Bit On The Side

Food Bits Other Bits

Take me to the April sun in Cuba – Have you heard that joke about the revolution?

It goes like this;

Q: What are the three greatest accomplishments of Fidel’s revolution?

A: Health, education, and sports.

Q: What are the three greatest failures of Fidel’s revolution?

A: Breakfast, lunch, and dinner.

Cuba is not known for its culinary successes and I am glad I had been pre-warned of this. Of course, a lot of my pre-holiday research had been into the food (imagine if it had been into visas, what a different time I would have had! More on that later…) and there were a few dishes and eating experiences that I wanted to try. We were those people who carried hot sauce from the UK to Cuba as we had heard that the food was quite bland. Of course, we often forgot to bring it with us to our meals but the thought was there. The food wasn’t bad as such but for Londoners there was definitely a lack of variety. I don’t think either of us will be having a ham and cheese (jamon & queso) sandwich for lunch for a long time to come!

One thing that we wanted to ensure we did was to visit a paladar, which is a restaurant inside someone’s home, legalised in the 90’s as a way for people to start earning money through private business. Throughout our time there we managed to eat a lot of home cooked food and one thing for certain is that they are incredibly liberal with their portions. Breakfast was usually part of the accommodation package at our casa’s and was pretty much always the same – fresh fruit, ham, cheese, bread, salad and eggs, cooked to our liking. Eating fresh fruit like pineapple, guava, banana and mango everyday was a dream. We discovered however that we really do not like papaya, although we were always given it, even after we attempted to explain that we were happy with smaller portions and no papaya. The people who had us stay and fed us were always very generous.

At our casa in Trinidad we were delighted to discover that the owner had started to get a bit of a reputation on TripAdvisor for her cooking and now hosts cookery lessons. She had a group of Germans round watching her make dinner and we were lucky enough to be served this same meal on the roof terrace outside our bedroom. She has even shared a recipe for some delicious Yuca fritters which I will definitely be trying (and writing about on here) at some point. The food throughout the areas of Cuba we visited was always very similar and we enjoyed a lot of “family-style” sharing meals with our tour group. They often followed the same pattern of salad, soup, multiple types of meat (always pork but usually chicken and beef as well) and fish with sides of root vegetables and rice and peas, followed by flan and all washed down with a lot of rum. Just outside Vinales we enjoyed this meal whilst watching the sun set over beautiful landscape from a farm, Finca Agroecologica El Paraiso, where pretty much everything we were eating was grown, cultivated and reared there. In Trinidad, we had the same but with garlic prawns and lobster at a family’s paladar!

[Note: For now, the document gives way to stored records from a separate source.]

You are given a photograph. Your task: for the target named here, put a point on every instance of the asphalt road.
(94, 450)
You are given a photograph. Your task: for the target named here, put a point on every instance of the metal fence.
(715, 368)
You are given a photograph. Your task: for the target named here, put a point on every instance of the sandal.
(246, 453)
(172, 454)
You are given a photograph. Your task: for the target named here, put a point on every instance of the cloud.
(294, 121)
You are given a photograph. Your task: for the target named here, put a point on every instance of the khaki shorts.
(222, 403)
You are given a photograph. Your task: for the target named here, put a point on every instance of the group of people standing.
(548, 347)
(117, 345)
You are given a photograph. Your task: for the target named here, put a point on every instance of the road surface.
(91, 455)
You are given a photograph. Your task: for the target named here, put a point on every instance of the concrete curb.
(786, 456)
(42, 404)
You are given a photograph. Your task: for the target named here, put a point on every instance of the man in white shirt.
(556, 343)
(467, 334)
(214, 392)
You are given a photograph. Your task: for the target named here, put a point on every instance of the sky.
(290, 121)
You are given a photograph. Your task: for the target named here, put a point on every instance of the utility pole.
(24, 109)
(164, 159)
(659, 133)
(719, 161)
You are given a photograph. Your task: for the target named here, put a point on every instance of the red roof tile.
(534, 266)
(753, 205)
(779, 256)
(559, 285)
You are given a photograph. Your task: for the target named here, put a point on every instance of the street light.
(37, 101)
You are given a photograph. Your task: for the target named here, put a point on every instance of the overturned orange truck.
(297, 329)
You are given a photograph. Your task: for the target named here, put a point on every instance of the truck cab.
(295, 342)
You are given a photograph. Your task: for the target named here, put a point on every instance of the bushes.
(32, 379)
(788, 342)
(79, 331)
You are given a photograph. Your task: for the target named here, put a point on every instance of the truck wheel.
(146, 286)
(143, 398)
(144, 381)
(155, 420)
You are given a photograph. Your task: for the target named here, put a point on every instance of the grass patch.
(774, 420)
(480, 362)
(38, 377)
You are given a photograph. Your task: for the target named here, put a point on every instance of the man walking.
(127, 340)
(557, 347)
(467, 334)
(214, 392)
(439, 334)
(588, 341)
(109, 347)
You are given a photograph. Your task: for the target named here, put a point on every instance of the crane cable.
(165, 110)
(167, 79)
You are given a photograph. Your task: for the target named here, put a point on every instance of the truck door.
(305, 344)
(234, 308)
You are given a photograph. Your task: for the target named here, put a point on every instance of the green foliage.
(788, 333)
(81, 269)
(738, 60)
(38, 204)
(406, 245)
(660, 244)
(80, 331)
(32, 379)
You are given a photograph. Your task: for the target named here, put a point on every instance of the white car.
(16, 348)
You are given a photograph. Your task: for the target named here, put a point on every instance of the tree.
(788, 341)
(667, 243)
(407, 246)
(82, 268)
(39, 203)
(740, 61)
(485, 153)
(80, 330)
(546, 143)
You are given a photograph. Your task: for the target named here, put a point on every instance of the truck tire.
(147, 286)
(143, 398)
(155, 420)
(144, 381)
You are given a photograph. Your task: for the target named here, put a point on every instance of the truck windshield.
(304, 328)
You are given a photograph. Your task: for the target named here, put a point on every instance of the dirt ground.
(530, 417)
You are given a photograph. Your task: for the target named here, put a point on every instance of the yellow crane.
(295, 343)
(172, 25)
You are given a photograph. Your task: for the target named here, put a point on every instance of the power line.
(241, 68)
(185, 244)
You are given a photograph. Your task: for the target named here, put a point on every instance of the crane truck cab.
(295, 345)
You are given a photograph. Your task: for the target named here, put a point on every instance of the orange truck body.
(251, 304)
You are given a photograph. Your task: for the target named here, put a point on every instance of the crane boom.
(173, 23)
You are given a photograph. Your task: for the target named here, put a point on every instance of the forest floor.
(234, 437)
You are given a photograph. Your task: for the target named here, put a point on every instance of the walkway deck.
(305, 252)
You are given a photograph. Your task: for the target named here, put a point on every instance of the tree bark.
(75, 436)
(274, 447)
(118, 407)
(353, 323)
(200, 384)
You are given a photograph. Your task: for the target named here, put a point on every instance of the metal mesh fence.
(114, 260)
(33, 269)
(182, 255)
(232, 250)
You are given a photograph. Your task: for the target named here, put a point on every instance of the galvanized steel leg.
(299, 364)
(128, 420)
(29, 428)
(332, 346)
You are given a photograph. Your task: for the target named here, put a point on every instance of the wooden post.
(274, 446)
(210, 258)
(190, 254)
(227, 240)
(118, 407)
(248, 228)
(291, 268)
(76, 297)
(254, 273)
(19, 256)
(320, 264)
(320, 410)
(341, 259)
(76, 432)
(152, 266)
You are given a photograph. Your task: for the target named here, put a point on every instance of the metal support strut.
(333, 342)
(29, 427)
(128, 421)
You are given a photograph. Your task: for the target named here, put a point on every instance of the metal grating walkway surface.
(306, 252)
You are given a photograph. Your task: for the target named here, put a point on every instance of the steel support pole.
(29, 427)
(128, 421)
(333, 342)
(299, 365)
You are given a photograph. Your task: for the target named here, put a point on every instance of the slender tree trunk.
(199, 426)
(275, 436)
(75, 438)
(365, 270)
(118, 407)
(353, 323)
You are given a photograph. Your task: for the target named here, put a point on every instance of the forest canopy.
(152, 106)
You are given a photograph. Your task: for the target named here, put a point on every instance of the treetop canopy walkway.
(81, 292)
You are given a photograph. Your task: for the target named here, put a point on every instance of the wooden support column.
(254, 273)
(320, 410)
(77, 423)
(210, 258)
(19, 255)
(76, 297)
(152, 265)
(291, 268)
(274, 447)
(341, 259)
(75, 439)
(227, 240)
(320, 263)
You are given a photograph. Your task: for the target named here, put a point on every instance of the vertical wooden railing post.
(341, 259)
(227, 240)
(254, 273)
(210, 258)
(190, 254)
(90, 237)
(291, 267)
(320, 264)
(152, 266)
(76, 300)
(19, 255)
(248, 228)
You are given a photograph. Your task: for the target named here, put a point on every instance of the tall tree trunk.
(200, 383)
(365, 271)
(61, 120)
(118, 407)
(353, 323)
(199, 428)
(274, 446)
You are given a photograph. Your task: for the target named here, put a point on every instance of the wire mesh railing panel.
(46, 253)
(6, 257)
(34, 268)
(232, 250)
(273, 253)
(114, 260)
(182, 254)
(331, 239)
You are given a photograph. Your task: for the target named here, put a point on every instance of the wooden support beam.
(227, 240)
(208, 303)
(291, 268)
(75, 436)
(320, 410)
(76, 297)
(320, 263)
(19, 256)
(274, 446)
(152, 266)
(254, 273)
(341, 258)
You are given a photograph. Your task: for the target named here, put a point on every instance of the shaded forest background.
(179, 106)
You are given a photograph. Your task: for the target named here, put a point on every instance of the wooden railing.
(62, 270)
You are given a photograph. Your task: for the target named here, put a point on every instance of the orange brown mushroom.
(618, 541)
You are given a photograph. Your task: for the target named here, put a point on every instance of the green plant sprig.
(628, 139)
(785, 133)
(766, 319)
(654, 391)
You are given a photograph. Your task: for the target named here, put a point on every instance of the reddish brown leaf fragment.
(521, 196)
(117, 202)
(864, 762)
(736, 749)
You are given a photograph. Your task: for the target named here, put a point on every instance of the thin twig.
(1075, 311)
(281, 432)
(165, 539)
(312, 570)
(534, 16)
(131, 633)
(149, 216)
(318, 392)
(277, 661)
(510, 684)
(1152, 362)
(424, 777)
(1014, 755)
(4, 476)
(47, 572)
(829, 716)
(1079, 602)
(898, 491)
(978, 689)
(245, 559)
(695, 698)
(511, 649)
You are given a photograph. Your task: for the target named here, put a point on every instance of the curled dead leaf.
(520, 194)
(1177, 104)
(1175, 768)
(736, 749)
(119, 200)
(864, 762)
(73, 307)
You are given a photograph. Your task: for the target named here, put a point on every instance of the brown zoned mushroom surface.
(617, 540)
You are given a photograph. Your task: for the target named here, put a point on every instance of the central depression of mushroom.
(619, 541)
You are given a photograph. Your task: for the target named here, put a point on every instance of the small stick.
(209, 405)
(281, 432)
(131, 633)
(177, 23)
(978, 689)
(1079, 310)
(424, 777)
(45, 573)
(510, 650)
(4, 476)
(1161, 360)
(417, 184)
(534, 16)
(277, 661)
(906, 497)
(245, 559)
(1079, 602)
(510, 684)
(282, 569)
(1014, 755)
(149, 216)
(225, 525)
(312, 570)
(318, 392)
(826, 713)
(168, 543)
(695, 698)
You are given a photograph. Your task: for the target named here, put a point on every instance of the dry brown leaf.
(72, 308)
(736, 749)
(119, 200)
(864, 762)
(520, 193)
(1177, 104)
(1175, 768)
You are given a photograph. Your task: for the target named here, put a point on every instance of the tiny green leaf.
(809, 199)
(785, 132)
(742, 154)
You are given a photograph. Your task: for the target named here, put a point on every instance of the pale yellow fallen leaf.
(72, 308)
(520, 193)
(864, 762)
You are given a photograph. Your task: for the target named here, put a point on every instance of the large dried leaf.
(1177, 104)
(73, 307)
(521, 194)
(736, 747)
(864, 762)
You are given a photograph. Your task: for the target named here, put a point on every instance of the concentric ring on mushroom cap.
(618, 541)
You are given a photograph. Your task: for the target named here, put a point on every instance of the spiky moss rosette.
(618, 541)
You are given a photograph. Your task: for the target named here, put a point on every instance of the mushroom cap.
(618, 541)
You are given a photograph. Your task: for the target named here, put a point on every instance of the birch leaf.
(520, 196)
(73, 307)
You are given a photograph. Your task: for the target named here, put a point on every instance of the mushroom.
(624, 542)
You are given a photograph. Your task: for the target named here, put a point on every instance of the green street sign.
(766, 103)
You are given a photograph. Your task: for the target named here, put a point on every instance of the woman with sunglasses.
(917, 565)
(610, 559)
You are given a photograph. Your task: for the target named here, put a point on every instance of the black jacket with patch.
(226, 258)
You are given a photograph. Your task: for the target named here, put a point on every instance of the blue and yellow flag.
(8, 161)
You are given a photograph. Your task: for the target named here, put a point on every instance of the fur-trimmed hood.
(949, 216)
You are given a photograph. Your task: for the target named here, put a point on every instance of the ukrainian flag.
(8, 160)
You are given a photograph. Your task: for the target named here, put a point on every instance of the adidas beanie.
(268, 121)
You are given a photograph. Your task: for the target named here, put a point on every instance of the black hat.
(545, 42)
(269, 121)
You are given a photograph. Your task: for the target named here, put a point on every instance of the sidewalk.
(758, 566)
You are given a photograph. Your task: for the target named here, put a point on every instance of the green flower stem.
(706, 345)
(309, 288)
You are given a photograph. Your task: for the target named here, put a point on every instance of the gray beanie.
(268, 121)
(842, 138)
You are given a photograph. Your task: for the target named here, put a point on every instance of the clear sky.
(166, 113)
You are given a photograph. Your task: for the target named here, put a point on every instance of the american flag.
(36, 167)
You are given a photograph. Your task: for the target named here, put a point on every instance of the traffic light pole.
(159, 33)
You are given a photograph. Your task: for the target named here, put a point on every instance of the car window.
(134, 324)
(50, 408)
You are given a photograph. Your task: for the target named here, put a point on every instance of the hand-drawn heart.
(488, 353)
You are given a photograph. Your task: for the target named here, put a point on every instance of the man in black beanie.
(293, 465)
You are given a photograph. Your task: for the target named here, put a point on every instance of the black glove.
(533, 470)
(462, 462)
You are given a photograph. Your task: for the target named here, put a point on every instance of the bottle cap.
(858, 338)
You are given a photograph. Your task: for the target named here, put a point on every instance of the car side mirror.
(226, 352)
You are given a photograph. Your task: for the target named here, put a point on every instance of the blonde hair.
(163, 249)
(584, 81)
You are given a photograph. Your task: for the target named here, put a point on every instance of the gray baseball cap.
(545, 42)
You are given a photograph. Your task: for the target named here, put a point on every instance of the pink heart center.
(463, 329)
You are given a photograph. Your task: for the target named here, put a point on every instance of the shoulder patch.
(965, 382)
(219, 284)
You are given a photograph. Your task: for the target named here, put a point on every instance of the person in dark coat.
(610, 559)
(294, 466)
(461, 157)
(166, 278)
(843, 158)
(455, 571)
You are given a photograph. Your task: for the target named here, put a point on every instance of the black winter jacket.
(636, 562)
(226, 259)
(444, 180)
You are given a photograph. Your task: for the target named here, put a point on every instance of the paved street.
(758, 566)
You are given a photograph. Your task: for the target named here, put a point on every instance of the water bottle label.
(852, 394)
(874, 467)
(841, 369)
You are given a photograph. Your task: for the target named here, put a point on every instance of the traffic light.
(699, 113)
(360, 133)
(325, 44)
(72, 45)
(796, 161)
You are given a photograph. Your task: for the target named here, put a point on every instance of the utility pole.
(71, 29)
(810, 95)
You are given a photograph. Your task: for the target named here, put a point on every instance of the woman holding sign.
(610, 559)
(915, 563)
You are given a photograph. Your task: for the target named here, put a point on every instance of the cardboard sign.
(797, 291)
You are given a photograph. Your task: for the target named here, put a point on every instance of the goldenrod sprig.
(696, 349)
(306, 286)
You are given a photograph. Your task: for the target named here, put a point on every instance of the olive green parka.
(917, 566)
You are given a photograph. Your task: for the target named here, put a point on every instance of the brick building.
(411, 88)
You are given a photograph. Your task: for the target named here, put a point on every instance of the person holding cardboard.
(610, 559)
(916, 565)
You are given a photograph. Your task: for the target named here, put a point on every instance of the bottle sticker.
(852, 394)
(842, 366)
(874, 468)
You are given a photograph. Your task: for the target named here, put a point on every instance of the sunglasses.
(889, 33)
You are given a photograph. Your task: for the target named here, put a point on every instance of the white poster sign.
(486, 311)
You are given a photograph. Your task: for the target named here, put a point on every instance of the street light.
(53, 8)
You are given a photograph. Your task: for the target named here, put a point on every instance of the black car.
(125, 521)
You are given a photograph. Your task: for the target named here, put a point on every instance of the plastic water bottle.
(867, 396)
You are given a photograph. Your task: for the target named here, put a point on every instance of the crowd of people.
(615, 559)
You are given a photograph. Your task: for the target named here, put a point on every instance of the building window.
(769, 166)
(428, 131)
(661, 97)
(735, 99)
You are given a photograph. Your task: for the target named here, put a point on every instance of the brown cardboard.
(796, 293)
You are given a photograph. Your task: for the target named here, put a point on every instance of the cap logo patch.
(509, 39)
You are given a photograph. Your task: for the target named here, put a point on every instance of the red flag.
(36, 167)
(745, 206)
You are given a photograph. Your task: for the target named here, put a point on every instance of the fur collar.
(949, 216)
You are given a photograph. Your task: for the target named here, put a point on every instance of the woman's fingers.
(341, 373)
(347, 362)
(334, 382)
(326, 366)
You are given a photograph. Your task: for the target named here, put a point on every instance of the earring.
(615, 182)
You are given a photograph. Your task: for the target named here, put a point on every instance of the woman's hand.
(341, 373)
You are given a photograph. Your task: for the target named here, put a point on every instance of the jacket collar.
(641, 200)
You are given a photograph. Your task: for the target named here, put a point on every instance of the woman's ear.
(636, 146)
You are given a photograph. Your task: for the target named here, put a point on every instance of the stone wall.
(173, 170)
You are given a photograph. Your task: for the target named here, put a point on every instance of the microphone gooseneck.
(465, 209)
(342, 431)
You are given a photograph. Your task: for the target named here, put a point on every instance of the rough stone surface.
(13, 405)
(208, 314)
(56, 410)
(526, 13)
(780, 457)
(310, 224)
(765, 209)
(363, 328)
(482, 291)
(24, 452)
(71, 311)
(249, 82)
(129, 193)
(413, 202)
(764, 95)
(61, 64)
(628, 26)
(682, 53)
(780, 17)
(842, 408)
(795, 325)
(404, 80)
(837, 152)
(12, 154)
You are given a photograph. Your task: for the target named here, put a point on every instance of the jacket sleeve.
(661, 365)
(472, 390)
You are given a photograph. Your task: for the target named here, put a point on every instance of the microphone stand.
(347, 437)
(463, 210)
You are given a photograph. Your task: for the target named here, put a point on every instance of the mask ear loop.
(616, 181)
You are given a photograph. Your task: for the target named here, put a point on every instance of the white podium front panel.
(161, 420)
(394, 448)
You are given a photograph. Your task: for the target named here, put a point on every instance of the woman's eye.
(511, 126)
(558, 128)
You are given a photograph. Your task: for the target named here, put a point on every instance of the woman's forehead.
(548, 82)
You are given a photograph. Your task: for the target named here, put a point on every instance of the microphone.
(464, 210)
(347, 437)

In Havana, we managed to get a booking at the “best restaurant in Cuba” – La Guarida – for lunch, after the tour had ended and we were doing our own thing. Obviously, it was a draw for me that Jay Z and Beyoncé have dined there. Here they serve food of a slightly different nature to traditional Cuban so we were able to try something different. You do pay for it though; our alcohol-free lunch wasn’t cheap and we’ve definitely had nicer food for the same price elsewhere. But if it’s good enough for the Carter’s it’s good enough for us! And I plan to try and recreate some of those dishes too. Whilst most places follow a formula of Cuban cooking there are many options out there as, when we met up with our friends Danny and Karen, we dined at a Swedish-Cuban restaurant, Casa Miglis in Havana. San Jose is a very popular restaurant in Trinidad that we managed to squeeze into at lunchtime and they had huge variety, from pizzas to the traditional ropa vieja (shredded beef).

We also learnt about consumo, money to spend on food and drinks, as part of paying to use the pool at Hotel Nacional. After our tour, we loved the idea of a day spent relaxing by a pool at a famous mob hotel, despite not wanting to pay for the price of a room. Luckily, they let you pay to use the pool and part of this includes money for food and drinks from their bar and restaurant, delivered to your sun lounger. It’s a hard life! Overall the food was not a highlight of the trip (it cannot compare to a cliff dive into a natural pool) but it was perfectly fine, and cheap. As is often the way in a foreign country, a lot of people did have upset stomachs at points throughout the trip so it’s good to think about what you’re eating and make sure you only drink bottled water.